8. Protect your new laptop: If you received a new PC or laptop running on MS Vista or Windows 7 as a holiday gift, Unisys suggests making sure you use anti-malware software and have enabled the firewall before connecting to the Internet. Whether you are connected to a wireless network or via a cable, on average, it can take just nine seconds for your new laptop to receive its first ‘ping’ attack and less than a minute to receive its first virus.
9. ‘Free’ Wi-Fi and wireless network hacking: If you are using that new laptop on a wireless network at home or workplace, Unisys recommends making sure that network is secure. This is because the Wi-Fi network range will radiate beyond the confines of your building, leaving it vulnerable to “wardriving” (the act of searching for Wi-Fi wireless networks by a person in a moving vehicle, using a portable computer so they can use your unsecured network for free).
Hackers could use an unprotected wireless network to anonymously download illegal material or perpetrate attacks that would appear as if they were coming from you. Wardrivers are also known to hack into computers to steal personal details. In one highly publicised case, a retailer reportedly lost over 45.7 million personal credit and debit card details to hackers. The crime went on for four years before it was detected.
10. Account check and phishing cons: Unisys security experts recommend that individuals at home or work be wary of account checking scams in which a phony representative of a bank or supplier contacts you by phone or email to ask for account details to update their records.
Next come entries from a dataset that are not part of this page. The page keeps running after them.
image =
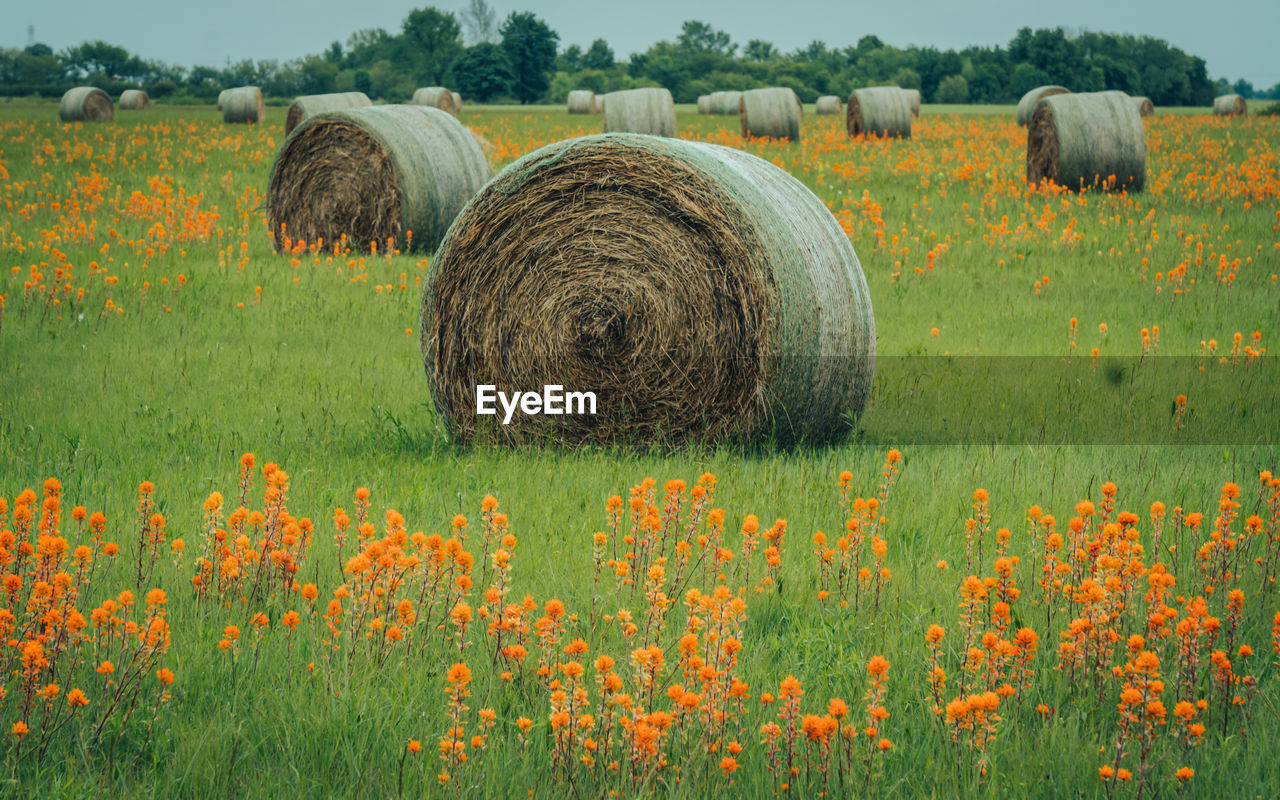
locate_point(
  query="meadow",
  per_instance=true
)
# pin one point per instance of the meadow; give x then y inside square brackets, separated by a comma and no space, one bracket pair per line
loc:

Callers will often claim that they need certain data in order to check the security of your account while actually obtaining very valuable information to carry out fraud. In the lead-up to Christmas, remind your family, friends and colleagues to err on the side of caution and refuse to give out any personal details either on the phone or online. If you think the call is genuine, ask to call them back and check the number by visiting their website before you call back.
Likewise, don’t assume that an email that looks like it comes from your bank or a company you’ve done business with is legitimate. In common phishing attacks, email messages from impostors contain links to phony lookalike sites where your logon ID and password can be captured. Always suspect that web links in unsolicited emails may be fraudulent, and don’t provide any personal information to such sites.